分かりやすいくらいに怒っている謙信様のオーラが怖くて私はお膳を抱えたまま立ち尽くしてしまっていた。
「かおる」
「は、はいっ」
「今日は大人しく寝ているように申し付けたはずだが?」
「……あ、あのっ……」
「言い訳は聞かぬ」
出会った頃のような冷たい眼差しが私を見据えてくる。
「っ……」
気付けば私の手からお膳が離され、目の前に立つ謙信様が無表情で私の頬に触れていた。
「……謙信様?」
「朝に比べると肌つやも良くなったようだな」
「ぁ……」
ふと表情を和らげる謙信様が、まるで怒ってはいないと言っているような気がしてしまう。

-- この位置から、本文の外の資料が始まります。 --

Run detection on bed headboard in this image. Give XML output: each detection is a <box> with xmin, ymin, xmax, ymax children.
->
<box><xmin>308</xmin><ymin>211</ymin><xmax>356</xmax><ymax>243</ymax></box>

「俺の言い付けを守らなかった仕置きは、後でゆっくりと与えるとして___調子は良さそうで何よりだ」
慈愛に満ちた謙信様の笑みに胸が押し潰されそう
本当にこの方は、私の身体を心配してくれていたんだ。
だからこそ、本気で怒るし
元気だと分かると安心して微笑みかけてくれる。
謙信様の深い愛が私の全てを包み込こんでくれる。
これほどまでに深い愛に出逢ったことがない
「心配かけてごめんなさい」
抱き付きたい衝動を抑えられなくて、背中に腕を回し胸に顔を埋めてしまう。